The beautiful areas of Bordeaux and Languedoc, famous for their great wines, are dealing with a combination of tough challenges that are causing big problems for the local wine industry. As fewer people want to buy French wines and there are more companies competing, along with the ongoing issues from the pandemic, the French government is giving a lot of money, $215 million, to help. This money is meant to help wine makers by helping them sell extra wine they have and also by helping grape-growers reduce the size of their vineyards.
Marc Fesneau, who is in charge of agriculture in France, said it’s really important to do something quickly to stop the prices from dropping too much and to help wine makers make money again. They’re expecting to have too much wine, about 400 million bottles worth, this year, so the government is taking steps to balance things out.
The money will help wine producers turn their extra wine into pure alcohol using a process called distillation. This pure alcohol can then be used in different industries, like making hand sanitizer and perfume, even though they might not make much money from it. This idea isn’t new because France has had too much wine before, and that caused the prices to go down a lot, even up to 20%. According to wine expert Elizabeth Carter, this issue of having too much wine has been a problem for a while, and controlling how much wine is made should help keep the prices stable.
The problems in Bordeaux and Languedoc go beyond having too much wine. Less people are buying red wine, which is hurting the well-known full-bodied red wines and red blends from these regions. More young people are choosing other drinks like rosé, beer, and drinks without alcohol, and that’s changing what people want to buy.
Because of the COVID-19 pandemic, many places where people usually go to buy and sell wine, like restaurants and trade shows, were closed, and that made things even harder for wine makers.

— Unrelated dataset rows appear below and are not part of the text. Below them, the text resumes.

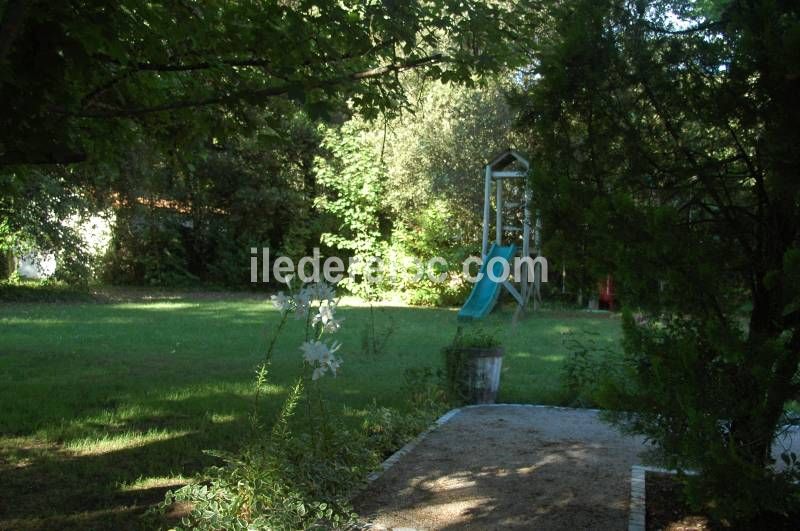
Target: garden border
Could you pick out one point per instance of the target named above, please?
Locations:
(637, 514)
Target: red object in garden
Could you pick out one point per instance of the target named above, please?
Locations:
(606, 298)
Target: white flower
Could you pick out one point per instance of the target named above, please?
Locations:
(281, 302)
(321, 357)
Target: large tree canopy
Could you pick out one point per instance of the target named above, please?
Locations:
(667, 142)
(75, 74)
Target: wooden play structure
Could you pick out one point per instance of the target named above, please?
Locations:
(516, 236)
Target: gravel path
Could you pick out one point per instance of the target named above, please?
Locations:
(509, 467)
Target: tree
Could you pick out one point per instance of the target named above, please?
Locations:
(669, 130)
(78, 78)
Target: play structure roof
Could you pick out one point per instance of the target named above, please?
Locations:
(506, 158)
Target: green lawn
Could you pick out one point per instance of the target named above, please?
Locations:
(103, 406)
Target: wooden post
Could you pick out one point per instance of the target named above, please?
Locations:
(499, 210)
(487, 199)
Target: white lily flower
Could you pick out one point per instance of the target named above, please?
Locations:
(320, 356)
(326, 316)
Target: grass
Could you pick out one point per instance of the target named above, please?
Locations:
(105, 406)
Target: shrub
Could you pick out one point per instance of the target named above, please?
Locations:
(589, 369)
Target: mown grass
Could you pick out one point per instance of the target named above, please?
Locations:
(105, 406)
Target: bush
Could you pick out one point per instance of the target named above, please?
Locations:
(285, 480)
(589, 370)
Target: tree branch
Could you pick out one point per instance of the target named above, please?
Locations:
(253, 94)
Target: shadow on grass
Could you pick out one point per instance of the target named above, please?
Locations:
(96, 488)
(104, 397)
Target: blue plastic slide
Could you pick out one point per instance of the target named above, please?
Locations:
(485, 292)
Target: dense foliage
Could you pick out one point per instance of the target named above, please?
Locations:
(666, 139)
(162, 102)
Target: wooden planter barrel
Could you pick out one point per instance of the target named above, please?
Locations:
(483, 373)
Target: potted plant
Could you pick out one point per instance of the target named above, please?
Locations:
(472, 366)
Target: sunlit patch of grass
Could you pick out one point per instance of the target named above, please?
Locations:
(122, 441)
(104, 405)
(140, 484)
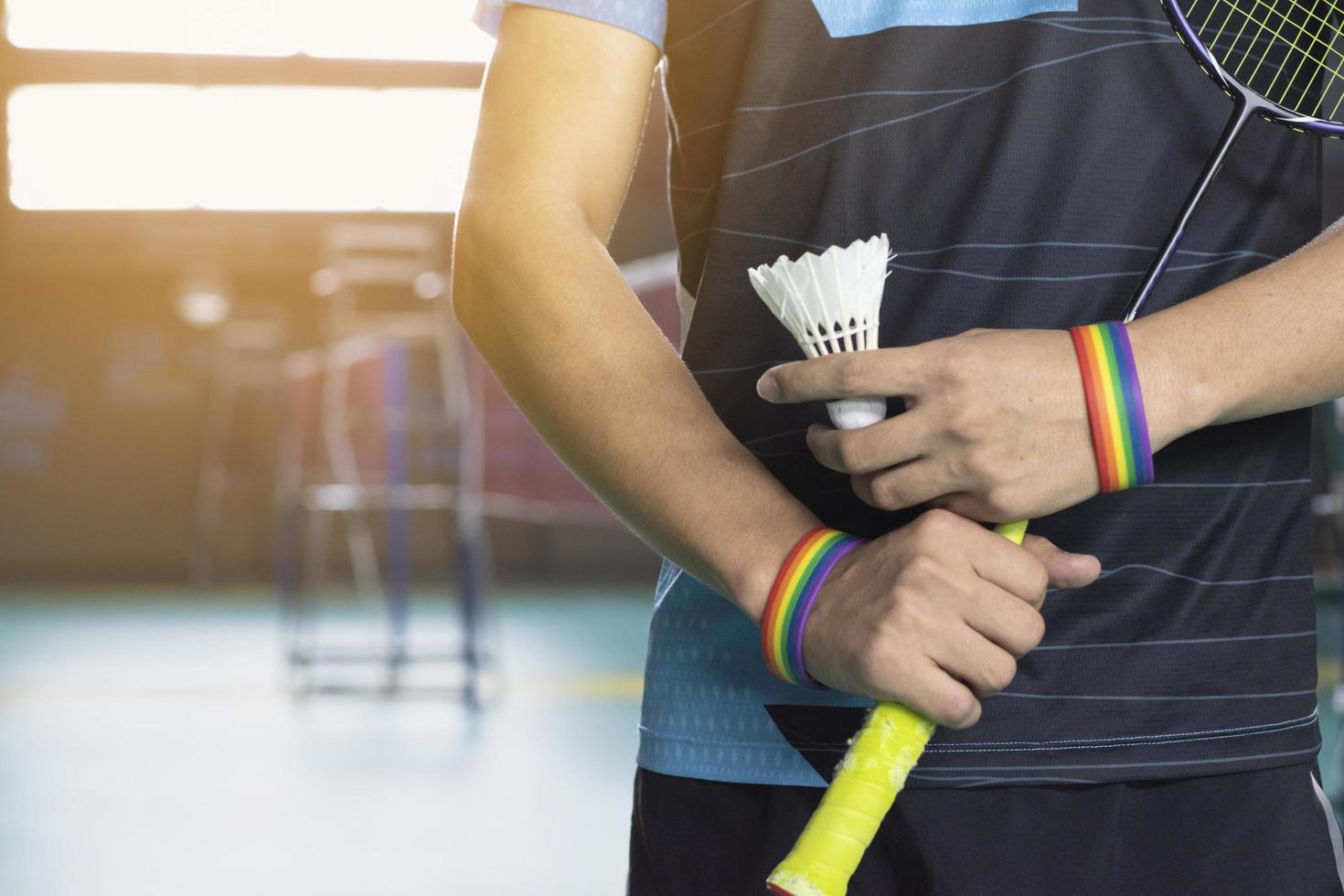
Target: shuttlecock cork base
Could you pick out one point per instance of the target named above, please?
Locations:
(831, 303)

And the climate crisis is causing issues too, as the weather gets warmer, which affects grape harvests.
Other issues affecting the wine industry include the higher prices for things like fuel and food due to a situation involving Russia and Ukraine. This has led people in Europe to spend less money on things like wine that they don’t really need. This year, the consumption of wine has gone down by 10% in Spain, 22% in Germany, and 34% in Portugal because of these money problems.
Adding to all these challenges is the fact that fewer and fewer areas in France are being used to grow grapes for wine. To deal with this, the French government is giving money to grape growers who get rid of their extra grapevines. In Bordeaux, they’re planning to remove grapevines from almost 23,500 acres of land this year.
Jean-Philippe Granier from the Languedoc wine producers’ association put it simply when he said, “We’re making too much wine, and the price we’re selling it for is lower than what it costs us to make it, so we’re losing money.”
France has a deep connection to its wine industry, which has been part of its culture for more than 2,000 years. There have been rules in place since the 1930s to make sure French wine is good quality, and they make all kinds of wine like reds, whites, rosés, sparklings, and champagnes. The French wine market is worth about $15.6 billion, and last year, they made about $18.5 billion from selling wine and spirits.
It’s interesting to note that in 2020, only 5.6 liters of alcoholic drinks were sold per person in France, which is a lot less than the 20 liters sold per person back in 1961.
France isn’t the only place facing these problems. Australia’s wine industry had a hard time too, with lots of extra wine left over in 2020 because of tariffs imposed by China. Australia’s wine exports went down a lot, and it might take years for things to get better. Even in the United States, fewer grapes are being grown because of climate change, which is making harvests smaller. This means that wineries there don’t have too much extra wine to sell at low prices if people stop buying wine.